I think, I don’t know there is nothing like, I never have secrets — I have never had a secret in my entire life.
You are very honest and very open.
Yeah, It’s not so sexy, but I have a lot of friends. No I don’t have any secrets, maybe people don’t know that, but that’s true. That doesn’t mean that I don’t have integrity, I have a lot of integrity, I am very aware of myself and I am thinking about myself as something that is real in the universe and everything I do can make a change. But I don’t know why you have to have secrets. Even sometimes my sisters and brothers get angry with me because I always tell their secrets to my dad. I just can’t even keep a secret. I can keep it if someone told me something when I drink and it is not so interesting then I can keep it. But if it something that is really bad, don’t tell me! Maybe I won’t say the name but I will definitely tell the secret. Maybe not expose who it is, but I will talk about it.

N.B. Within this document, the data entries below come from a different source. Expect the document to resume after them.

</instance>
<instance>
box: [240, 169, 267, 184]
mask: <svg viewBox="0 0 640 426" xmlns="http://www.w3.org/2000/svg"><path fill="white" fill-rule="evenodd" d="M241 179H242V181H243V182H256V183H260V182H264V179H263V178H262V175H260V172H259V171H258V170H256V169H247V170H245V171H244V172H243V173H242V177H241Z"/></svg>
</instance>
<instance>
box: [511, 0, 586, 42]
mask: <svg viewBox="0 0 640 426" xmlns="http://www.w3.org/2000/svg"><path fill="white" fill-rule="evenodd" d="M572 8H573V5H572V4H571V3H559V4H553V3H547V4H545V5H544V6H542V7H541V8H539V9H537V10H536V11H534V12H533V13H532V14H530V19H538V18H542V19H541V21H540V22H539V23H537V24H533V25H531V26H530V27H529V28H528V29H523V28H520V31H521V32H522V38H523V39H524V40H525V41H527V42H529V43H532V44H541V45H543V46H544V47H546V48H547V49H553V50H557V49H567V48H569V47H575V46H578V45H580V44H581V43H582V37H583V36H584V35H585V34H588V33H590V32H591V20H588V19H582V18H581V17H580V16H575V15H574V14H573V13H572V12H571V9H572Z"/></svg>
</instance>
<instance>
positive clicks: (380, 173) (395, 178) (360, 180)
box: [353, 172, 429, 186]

As someone signed to Dr. Luke’s label, how do you feel about the whole Kesha situation?
No I don’t say too much about that. I have never been connected to that whole America thing really, even if I talk to Luke sometimes. He has ideas and he has helped me finish songs sometimes. I really like him, he is family and I like him very much but I am not involved in the rest of his company. It is just him I see sometimes, I didn’t even know who Kesha was. I don’t know anything about that. That is what I feel about it. It is very, very serious stuff.
That is the thing, I can never say because I don’t know her. I don’t know anything about how their relationship was more than small things that I’ve heard but I think it is something. If this has happened or is something that has not happened it is still not for the world to decide these things. It is a very private matter and I think even if it would be so that he raped her, which is crazy, but if he did that then I don’t understand how the mother can like expose her child like that, and put it out for the world. It doesn’t feel like you do that if it was real. I have been through sexual Stuff myself and I just feel like this is very exposed and I hope for all the people involved that they take it down a little bit because maybe they hurt someone forever by this.